You're secure, right? Passing your vulnerability scans? Pen tester got nothing to say?
You have no vulnerabilities that can be detected externally. You're secure.
Congratulations! You just won the internet.
So, this stops the bad guys having a go? Of course not.
They have almost unlimited time to mess with you.
Here it is important to split the bad guys into some groups:
1) APT. Advanced Persistent Threat. Usually acting on behalf of a nation state these are your proper baddies.
2) Black Hattery. Folks with something to prove or trying to sell your information to criminal organisations.
3) Script Kiddies. Doing it for the fun. This is the background noise.
So how to deal with this smorgasbord of evil?
If you're unfortunate enough to be a target of an APT, there's not a lot you can do other than build out your operational security and absorb the attack. That's another story.
Black hats and script kiddies operate on low-hanging fruit, and that brings us to the perception of security.
Enumerating versions of soft components on internet-facing infrastructure is trivial. Software versions can tell an attacker a lot about the state of the infrastructure.
I'm going to pick on my old favourite, jQuery as an example. At the time of writing the current version is 4.0.0 released 18th January 2026. The earliest version with no vulnerabilities? 3.5.0 released 10th April 2020.
Over 6 years and 10 released versions with no vulnerabilities.
You're on v3.5.0. No vulnerabilities.
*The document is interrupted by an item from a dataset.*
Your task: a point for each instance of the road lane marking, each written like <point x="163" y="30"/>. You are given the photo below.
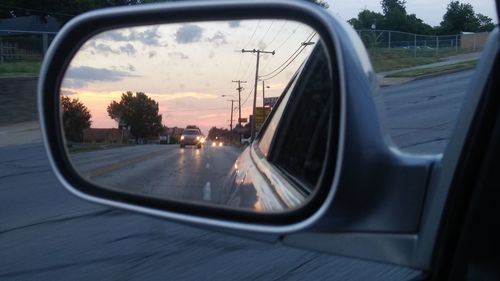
<point x="207" y="192"/>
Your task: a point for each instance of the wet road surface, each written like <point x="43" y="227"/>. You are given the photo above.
<point x="48" y="234"/>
You're grand!
But that's not how your attacker sees it.
Your attacker sees that you've not patched for 6 years. Wonder what else hasn't been patched that could be vulnerable?
Out comes the little book of black hattery and you're now under attack.
Are you sure you're completely secure? Would you bet your house on it?
Even if you’ve no detectable vulnerabilities, you should still make sure you're running the latest stuff.
The perception of the bad guys is important. Are they going to have a go or are they going to move on because you're obviously on top of things and you look too hard?
You want them to move on. Patch your stuff. Obfuscate the versions. Make it painful. They've got easier targets.